In [1]:
%pip install --quiet pandas neo4j-rust-ext

Note: you may need to restart the kernel to use updated packages.


#### Issues with connection to local
https://neo4j.com/developer/kb/resolve-python-bolt-driver-error-connection/#:~:text=There%20are%20two%20options%20to%20resolve%20this%3A%20Either,uri%20%3D%20%22bolt%3A%2F%2F127.0.0.1%3A7687%22%20driver%20%3D%20GraphDatabase.driver%28uri%2C%20auth%3D%28%22neo4j%22%2C%20%22Password%22%29%29

In [1]:
import time

import pandas as pd
from neo4j import GraphDatabase

In [2]:
NEO4J_URI = "neo4j://localhost"  # or neo4j+s://xxxx.databases.neo4j.io
NEO4J_USERNAME = "neo4j"
NEO4J_PASSWORD = ""  # your password
NEO4J_DATABASE = "neo4j"

# Create a Neo4j driver
driver = GraphDatabase.driver(NEO4J_URI, auth=(NEO4J_USERNAME, NEO4J_PASSWORD))

In [3]:
driver.execute_query("show databases;")

EagerResult(records=[<Record name='neo4j' type='standard' aliases=[] access='read-write' address='localhost:7687' role='primary' writer=True requestedStatus='online' currentStatus='online' statusMessage='' default=True home=True constituents=[]>, <Record name='system' type='system' aliases=[] access='read-write' address='localhost:7687' role='primary' writer=True requestedStatus='online' currentStatus='online' statusMessage='' default=False home=False constituents=[]>], summary=<neo4j._work.summary.ResultSummary object at 0x000001E791A51F90>, keys=['name', 'type', 'aliases', 'access', 'address', 'role', 'writer', 'requestedStatus', 'currentStatus', 'statusMessage', 'default', 'home', 'constituents'])

In [9]:
import os
ROOT_DIR = os.getcwd()
ROOT_DIR

'D:\\repos\\graphrag'

In [10]:
GRAPHRAG_FOLDER = "graphrag_index/output/20241013-183801/artifacts"

# Batched Import
The batched import function takes a Cypher insert statement (needs to use the variable value for the row) and a dataframe to import. It will send by default 1k rows at a time as query parameter to the database to be inserted.

In [5]:
def batched_import(statement, df, batch_size=1000):
    """
    Import a dataframe into Neo4j using a batched approach.

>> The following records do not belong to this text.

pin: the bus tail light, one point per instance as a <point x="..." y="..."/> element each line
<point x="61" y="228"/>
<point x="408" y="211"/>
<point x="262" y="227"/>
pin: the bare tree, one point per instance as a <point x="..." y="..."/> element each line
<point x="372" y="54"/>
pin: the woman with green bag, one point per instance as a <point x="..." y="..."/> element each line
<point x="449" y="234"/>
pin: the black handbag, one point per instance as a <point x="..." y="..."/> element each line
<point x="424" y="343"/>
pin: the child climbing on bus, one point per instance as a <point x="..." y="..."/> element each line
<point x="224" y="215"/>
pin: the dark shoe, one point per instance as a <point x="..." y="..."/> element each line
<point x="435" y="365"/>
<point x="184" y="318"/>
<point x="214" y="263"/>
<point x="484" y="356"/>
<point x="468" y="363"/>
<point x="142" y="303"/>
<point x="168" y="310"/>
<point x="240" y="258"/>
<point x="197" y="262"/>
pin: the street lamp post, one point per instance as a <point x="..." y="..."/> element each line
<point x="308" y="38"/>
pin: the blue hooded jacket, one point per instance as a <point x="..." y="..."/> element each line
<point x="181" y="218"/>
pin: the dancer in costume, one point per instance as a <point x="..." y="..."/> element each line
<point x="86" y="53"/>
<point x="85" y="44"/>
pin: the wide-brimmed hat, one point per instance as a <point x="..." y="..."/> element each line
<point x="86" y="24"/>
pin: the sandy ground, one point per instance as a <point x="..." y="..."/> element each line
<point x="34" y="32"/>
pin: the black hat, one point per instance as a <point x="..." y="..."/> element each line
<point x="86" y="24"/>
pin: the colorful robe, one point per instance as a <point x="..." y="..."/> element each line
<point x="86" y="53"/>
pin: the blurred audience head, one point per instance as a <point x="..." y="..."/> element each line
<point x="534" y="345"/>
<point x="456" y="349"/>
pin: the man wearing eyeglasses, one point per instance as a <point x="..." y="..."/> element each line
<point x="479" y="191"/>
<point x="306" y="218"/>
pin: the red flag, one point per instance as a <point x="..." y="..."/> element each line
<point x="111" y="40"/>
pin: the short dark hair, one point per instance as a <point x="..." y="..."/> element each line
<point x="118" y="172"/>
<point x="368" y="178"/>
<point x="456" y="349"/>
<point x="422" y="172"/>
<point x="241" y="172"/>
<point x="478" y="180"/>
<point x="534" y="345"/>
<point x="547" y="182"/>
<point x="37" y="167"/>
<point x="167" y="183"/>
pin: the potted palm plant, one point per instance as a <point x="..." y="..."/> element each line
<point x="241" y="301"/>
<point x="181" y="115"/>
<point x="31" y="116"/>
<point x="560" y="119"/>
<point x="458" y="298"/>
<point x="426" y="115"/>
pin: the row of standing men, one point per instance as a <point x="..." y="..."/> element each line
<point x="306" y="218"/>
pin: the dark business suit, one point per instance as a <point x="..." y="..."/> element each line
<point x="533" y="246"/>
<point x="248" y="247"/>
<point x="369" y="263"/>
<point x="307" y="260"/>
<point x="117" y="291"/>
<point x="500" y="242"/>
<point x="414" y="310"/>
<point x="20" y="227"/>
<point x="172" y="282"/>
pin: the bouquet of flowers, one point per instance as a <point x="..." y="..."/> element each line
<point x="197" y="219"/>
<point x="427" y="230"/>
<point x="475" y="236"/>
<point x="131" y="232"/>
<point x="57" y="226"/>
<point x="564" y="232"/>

    Parameters: statement is the Cypher query to execute, df is the dataframe to import, and batch_size is the number of rows to import in each batch.
    """
    total = len(df)
    start_s = time.time()
    for start in range(0, total, batch_size):
        batch = df.iloc[start : min(start + batch_size, total)]
        result = driver.execute_query(
            "UNWIND $rows AS value " + statement,
            rows=batch.to_dict("records"),
            database_=NEO4J_DATABASE,
        )
        print(result.summary.counters)
    print(f"{total} rows in {time.time() - start_s} s.")
    return total

# Indexes and Constraints
Indexes in Neo4j are only used to find the starting points for graph queries, e.g. quickly finding two nodes to connect. Constraints exist to avoid duplicates, we create them mostly on id's of Entity types.

We use some Types as markers with two underscores before and after to distinguish them from the actual entity types.

The default relationship type here is RELATED but we could also infer a real relationship-type from the description or the types of the start and end-nodes.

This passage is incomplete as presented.